Quantenangriffe lassen sich dennoch mit klassischen Kryptografie-Verfahren abwehren – nämlich mit symmetrischer Verschlüsselung. Hierbei müssen beide Parteien vor dem Aufbau der verschlüsselten Verbindung einen virtuellen Schlüssel austauschen, um die übertragenen Daten später wieder decodieren zu können. Das sei zwar abhörsicher, erfordere bislang aber komplizierte und teure Geräte, so die Forschenden.

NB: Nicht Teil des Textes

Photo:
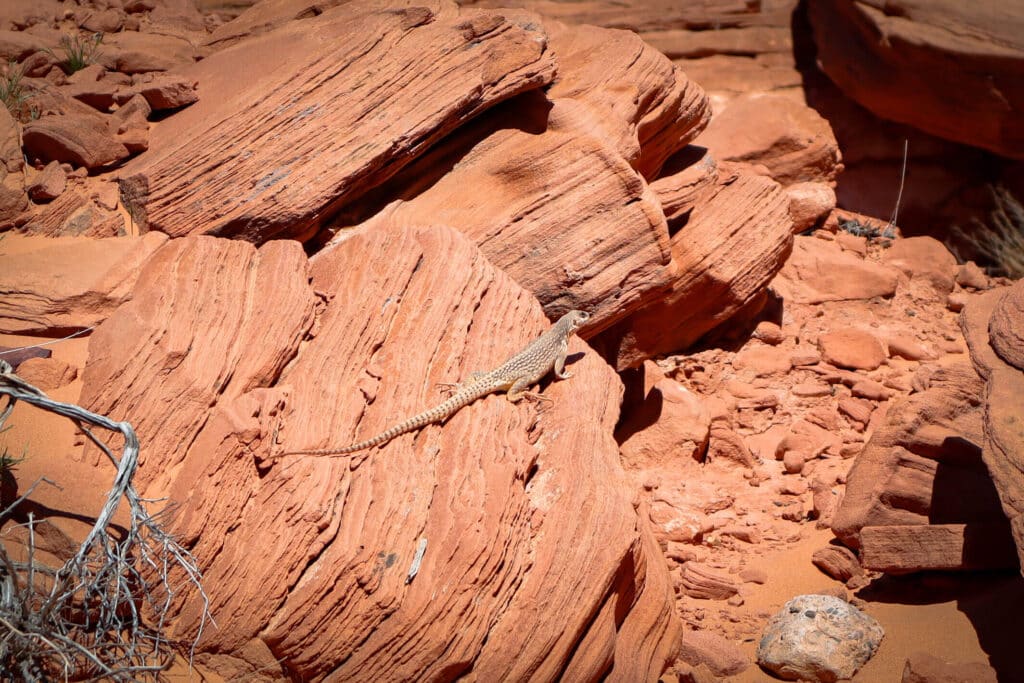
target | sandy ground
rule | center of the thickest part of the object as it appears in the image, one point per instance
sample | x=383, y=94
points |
x=964, y=619
x=957, y=619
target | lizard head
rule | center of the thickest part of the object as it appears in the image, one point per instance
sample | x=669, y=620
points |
x=574, y=319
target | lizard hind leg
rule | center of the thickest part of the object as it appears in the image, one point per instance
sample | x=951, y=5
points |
x=518, y=391
x=448, y=388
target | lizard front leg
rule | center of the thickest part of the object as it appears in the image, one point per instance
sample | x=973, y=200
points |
x=518, y=391
x=559, y=368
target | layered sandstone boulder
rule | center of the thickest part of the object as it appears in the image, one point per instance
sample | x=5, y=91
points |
x=343, y=101
x=896, y=62
x=417, y=559
x=993, y=326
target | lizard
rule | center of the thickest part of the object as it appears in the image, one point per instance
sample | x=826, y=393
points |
x=515, y=376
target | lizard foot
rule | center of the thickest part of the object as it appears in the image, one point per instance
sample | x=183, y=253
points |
x=446, y=388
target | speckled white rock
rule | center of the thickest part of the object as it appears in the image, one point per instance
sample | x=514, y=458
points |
x=818, y=638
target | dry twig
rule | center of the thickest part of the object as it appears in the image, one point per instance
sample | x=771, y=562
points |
x=101, y=613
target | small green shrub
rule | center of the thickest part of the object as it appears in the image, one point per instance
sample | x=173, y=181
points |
x=11, y=92
x=79, y=51
x=854, y=226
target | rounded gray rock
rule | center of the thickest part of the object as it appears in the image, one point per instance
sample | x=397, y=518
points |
x=818, y=638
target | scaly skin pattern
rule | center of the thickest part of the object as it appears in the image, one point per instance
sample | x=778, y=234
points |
x=515, y=376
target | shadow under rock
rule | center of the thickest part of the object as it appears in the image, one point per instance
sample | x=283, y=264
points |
x=993, y=601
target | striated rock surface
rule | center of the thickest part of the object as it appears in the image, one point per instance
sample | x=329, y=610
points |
x=558, y=199
x=188, y=314
x=50, y=287
x=992, y=329
x=915, y=547
x=648, y=108
x=518, y=515
x=895, y=60
x=791, y=139
x=924, y=466
x=389, y=102
x=554, y=206
x=728, y=251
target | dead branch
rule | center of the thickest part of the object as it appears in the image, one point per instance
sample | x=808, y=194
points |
x=102, y=612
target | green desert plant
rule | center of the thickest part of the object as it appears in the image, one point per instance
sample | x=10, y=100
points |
x=11, y=92
x=1000, y=240
x=79, y=51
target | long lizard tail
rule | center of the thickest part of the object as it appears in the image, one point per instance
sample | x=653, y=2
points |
x=462, y=397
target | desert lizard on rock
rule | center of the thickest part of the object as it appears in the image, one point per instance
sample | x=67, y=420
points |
x=523, y=370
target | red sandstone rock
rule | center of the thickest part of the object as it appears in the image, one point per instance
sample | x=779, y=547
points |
x=46, y=374
x=970, y=275
x=927, y=261
x=18, y=14
x=907, y=347
x=820, y=271
x=650, y=109
x=11, y=160
x=702, y=582
x=809, y=204
x=165, y=91
x=722, y=656
x=554, y=172
x=497, y=494
x=134, y=52
x=852, y=348
x=916, y=547
x=55, y=285
x=49, y=183
x=857, y=410
x=897, y=65
x=730, y=249
x=923, y=465
x=107, y=20
x=791, y=138
x=187, y=311
x=689, y=178
x=671, y=424
x=727, y=446
x=1006, y=328
x=838, y=562
x=383, y=113
x=991, y=327
x=763, y=360
x=596, y=236
x=78, y=139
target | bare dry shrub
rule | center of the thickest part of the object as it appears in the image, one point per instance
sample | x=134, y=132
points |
x=101, y=613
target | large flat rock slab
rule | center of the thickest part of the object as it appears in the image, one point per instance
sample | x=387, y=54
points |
x=295, y=123
x=519, y=513
x=208, y=319
x=552, y=204
x=552, y=185
x=898, y=62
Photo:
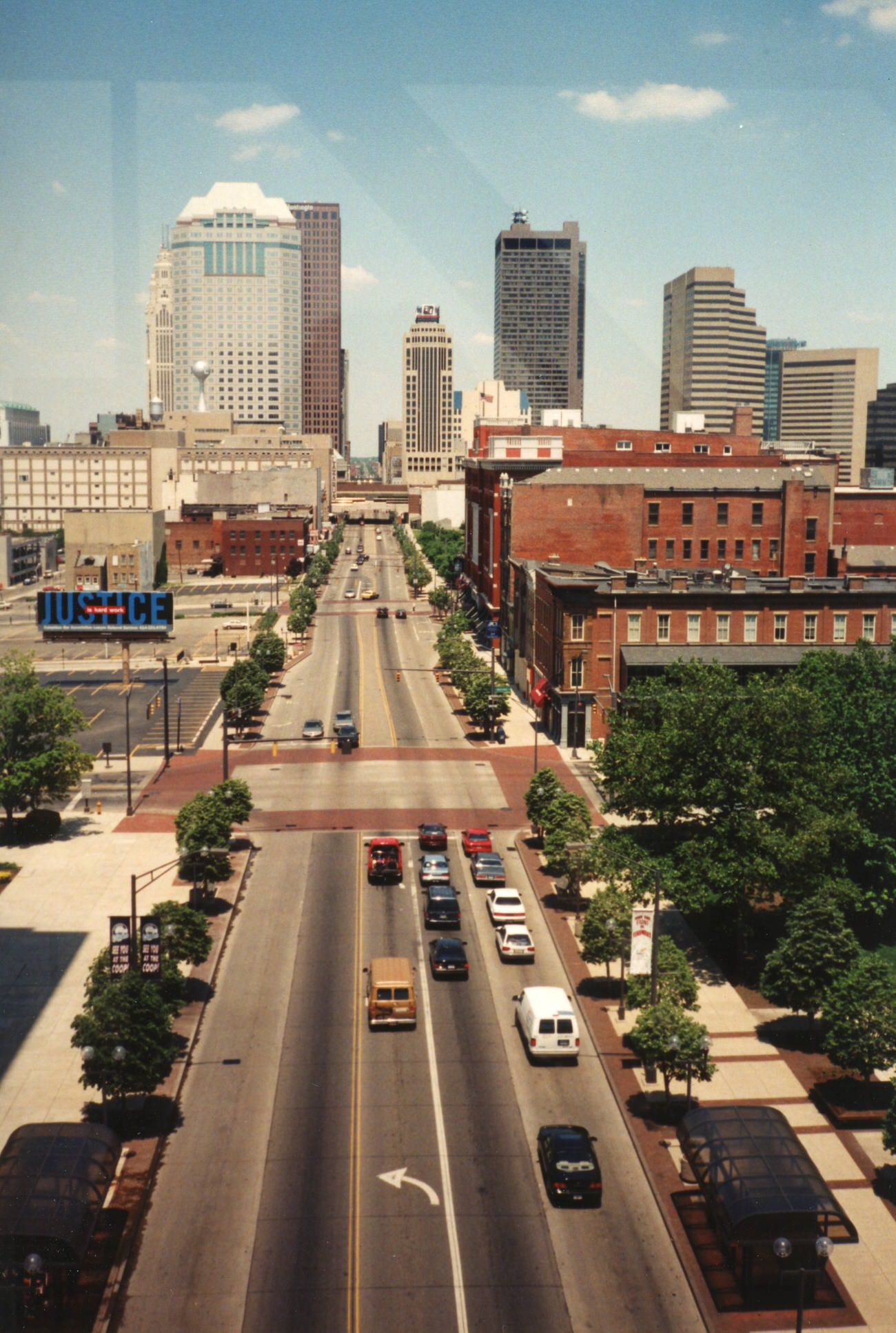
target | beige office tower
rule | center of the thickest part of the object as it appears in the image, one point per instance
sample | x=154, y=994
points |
x=824, y=398
x=714, y=352
x=428, y=399
x=160, y=332
x=237, y=274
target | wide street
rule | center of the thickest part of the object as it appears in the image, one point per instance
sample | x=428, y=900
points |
x=328, y=1177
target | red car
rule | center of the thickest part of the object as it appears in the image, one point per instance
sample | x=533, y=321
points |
x=476, y=840
x=433, y=837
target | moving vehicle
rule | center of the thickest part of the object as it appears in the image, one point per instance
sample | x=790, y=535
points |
x=570, y=1165
x=547, y=1023
x=505, y=905
x=487, y=868
x=441, y=907
x=449, y=959
x=476, y=840
x=384, y=859
x=390, y=994
x=434, y=870
x=514, y=943
x=433, y=837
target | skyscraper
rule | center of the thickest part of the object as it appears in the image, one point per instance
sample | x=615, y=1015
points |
x=321, y=230
x=773, y=401
x=824, y=399
x=237, y=279
x=714, y=352
x=160, y=332
x=540, y=314
x=428, y=398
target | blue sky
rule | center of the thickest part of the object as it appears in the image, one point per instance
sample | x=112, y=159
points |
x=758, y=135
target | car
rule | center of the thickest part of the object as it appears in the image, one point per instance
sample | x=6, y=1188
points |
x=505, y=905
x=449, y=959
x=433, y=837
x=514, y=943
x=570, y=1165
x=434, y=868
x=476, y=840
x=487, y=868
x=441, y=907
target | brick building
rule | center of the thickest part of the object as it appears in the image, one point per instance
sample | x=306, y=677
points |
x=593, y=631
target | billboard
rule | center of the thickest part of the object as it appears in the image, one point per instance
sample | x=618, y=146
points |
x=136, y=615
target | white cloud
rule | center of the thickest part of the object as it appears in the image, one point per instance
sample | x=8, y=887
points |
x=257, y=119
x=711, y=39
x=353, y=279
x=651, y=101
x=51, y=299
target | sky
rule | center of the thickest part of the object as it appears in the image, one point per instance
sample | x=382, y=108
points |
x=758, y=135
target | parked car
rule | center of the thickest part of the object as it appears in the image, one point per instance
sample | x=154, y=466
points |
x=514, y=943
x=570, y=1165
x=449, y=959
x=487, y=868
x=505, y=905
x=476, y=840
x=434, y=870
x=433, y=837
x=441, y=907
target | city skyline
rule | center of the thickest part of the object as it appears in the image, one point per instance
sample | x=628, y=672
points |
x=675, y=140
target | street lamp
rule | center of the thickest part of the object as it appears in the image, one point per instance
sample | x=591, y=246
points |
x=783, y=1250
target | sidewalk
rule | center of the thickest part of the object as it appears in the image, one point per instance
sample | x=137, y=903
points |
x=749, y=1070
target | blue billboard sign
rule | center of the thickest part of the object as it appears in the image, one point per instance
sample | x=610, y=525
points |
x=116, y=614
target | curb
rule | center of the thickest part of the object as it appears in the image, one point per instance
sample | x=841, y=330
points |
x=108, y=1308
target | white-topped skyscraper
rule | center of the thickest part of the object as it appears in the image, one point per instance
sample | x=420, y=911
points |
x=237, y=304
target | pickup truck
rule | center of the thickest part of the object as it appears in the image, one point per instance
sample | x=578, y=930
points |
x=384, y=859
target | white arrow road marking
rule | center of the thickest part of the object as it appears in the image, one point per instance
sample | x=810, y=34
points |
x=400, y=1177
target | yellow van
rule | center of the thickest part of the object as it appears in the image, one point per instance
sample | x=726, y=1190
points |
x=390, y=994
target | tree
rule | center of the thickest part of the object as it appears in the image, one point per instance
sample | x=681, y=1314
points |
x=677, y=1045
x=860, y=1016
x=269, y=651
x=132, y=1014
x=674, y=979
x=817, y=947
x=39, y=760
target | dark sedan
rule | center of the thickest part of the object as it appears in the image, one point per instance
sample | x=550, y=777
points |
x=570, y=1165
x=448, y=959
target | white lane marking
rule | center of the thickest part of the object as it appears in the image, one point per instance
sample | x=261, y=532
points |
x=450, y=1220
x=400, y=1177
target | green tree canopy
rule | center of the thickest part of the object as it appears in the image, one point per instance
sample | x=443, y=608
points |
x=817, y=947
x=39, y=759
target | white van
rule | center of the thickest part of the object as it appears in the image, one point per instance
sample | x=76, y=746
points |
x=547, y=1023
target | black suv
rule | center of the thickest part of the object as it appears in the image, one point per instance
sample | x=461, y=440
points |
x=441, y=907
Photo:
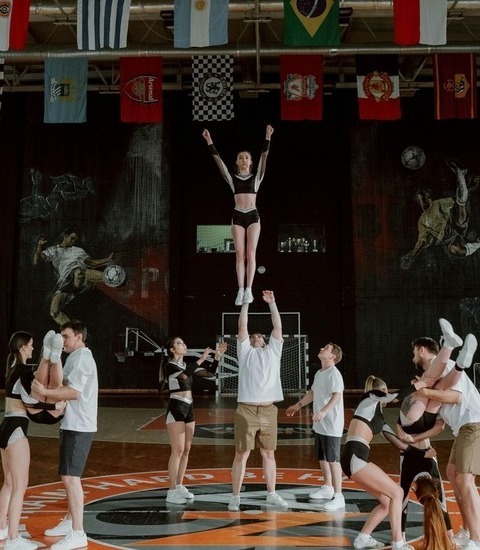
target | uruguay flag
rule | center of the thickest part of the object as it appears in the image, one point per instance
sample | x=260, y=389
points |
x=102, y=23
x=200, y=23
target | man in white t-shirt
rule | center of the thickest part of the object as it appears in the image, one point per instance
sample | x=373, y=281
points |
x=259, y=387
x=328, y=424
x=461, y=411
x=77, y=429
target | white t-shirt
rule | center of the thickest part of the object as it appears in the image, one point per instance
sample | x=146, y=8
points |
x=259, y=372
x=80, y=373
x=325, y=383
x=465, y=412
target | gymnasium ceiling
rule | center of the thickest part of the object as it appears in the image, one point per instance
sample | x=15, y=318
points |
x=255, y=41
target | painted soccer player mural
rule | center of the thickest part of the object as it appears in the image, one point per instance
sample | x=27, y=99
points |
x=76, y=271
x=445, y=221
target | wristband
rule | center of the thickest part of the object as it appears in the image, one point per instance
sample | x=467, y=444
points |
x=273, y=307
x=212, y=149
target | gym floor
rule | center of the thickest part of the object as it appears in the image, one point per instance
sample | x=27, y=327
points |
x=125, y=483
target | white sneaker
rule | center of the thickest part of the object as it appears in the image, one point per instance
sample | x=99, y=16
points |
x=450, y=339
x=239, y=298
x=325, y=492
x=462, y=537
x=248, y=296
x=337, y=503
x=276, y=500
x=47, y=344
x=175, y=498
x=75, y=539
x=184, y=492
x=234, y=504
x=57, y=348
x=62, y=529
x=361, y=543
x=19, y=544
x=465, y=357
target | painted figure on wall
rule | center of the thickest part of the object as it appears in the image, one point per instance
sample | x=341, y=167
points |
x=75, y=270
x=445, y=221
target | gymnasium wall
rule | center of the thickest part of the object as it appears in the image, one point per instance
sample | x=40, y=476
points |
x=140, y=191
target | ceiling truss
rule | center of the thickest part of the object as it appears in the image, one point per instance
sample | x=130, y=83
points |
x=255, y=42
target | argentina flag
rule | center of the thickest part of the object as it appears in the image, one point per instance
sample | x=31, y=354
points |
x=200, y=23
x=65, y=98
x=102, y=23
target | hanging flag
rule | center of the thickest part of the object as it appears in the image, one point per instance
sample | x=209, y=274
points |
x=312, y=23
x=66, y=90
x=200, y=24
x=301, y=86
x=212, y=77
x=14, y=16
x=455, y=85
x=102, y=23
x=378, y=87
x=420, y=22
x=141, y=89
x=2, y=79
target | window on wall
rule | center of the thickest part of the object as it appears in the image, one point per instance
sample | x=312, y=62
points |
x=214, y=239
x=301, y=238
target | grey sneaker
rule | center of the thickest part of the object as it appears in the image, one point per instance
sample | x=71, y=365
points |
x=450, y=339
x=365, y=544
x=61, y=530
x=465, y=357
x=234, y=504
x=276, y=500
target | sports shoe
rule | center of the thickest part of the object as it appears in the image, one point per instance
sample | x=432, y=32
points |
x=276, y=500
x=325, y=492
x=361, y=543
x=47, y=344
x=464, y=359
x=450, y=339
x=234, y=504
x=62, y=529
x=19, y=544
x=337, y=503
x=184, y=492
x=239, y=298
x=57, y=348
x=248, y=296
x=462, y=537
x=175, y=498
x=75, y=539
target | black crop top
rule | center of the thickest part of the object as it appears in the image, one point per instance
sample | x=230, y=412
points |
x=369, y=410
x=19, y=379
x=179, y=376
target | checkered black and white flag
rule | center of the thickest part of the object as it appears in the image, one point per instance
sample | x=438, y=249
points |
x=212, y=87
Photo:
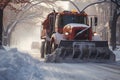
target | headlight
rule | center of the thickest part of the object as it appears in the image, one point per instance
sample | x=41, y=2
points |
x=66, y=33
x=95, y=34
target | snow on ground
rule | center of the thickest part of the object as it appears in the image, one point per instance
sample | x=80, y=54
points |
x=15, y=65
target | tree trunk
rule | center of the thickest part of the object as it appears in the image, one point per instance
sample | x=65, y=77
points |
x=113, y=29
x=1, y=25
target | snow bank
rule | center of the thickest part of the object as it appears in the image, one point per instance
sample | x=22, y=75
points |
x=15, y=65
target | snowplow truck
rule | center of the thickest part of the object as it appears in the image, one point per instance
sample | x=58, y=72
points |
x=68, y=38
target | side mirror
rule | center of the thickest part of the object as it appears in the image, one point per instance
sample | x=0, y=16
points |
x=95, y=21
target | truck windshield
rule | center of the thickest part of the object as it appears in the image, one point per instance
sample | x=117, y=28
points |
x=66, y=19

Ihnen gelang es jedoch, herkömmliche Hardware einzusetzen: „Wir konnten den Quantenschlüsselaustausch mit Standardhardware aus der Glasfaserkommunikation durchführen, wie sie beispielsweise bei Glasfaseranschlüssen in Häusern und Wohnungen verwendet wird, und nicht mit kostspieligen Spezialgeräten“, sagt Schmalen. Dadurch sei binnen fünf Jahren ein flächendeckender Einsatz möglich. „So können wir das globale Telekommunikationsnetz abhörsicher machen.“

Quantenschlüsselaustausch demonstriert

Das Projektteam hat das Verfahren bereits in Echtzeit an der Ludwig-Maximilians-Universität München demonstriert. Dabei wurde eine Videoübertragung über eine Glasfaser am Campus realisiert, die mit dem Quantenschlüsselaustausch geschützt war. Die Forschenden des KIT haben dafür neuartige Algorithmen zum Schlüsselabgleich entwickelt. Diese sollen sicherstellen, dass beide Parteien, die eine verschlüsselte Verbindung aufbauen wollen, einen absolut identischen Schlüssel besitzen und dabei trotzdem die Verbindung abhörsicher ist.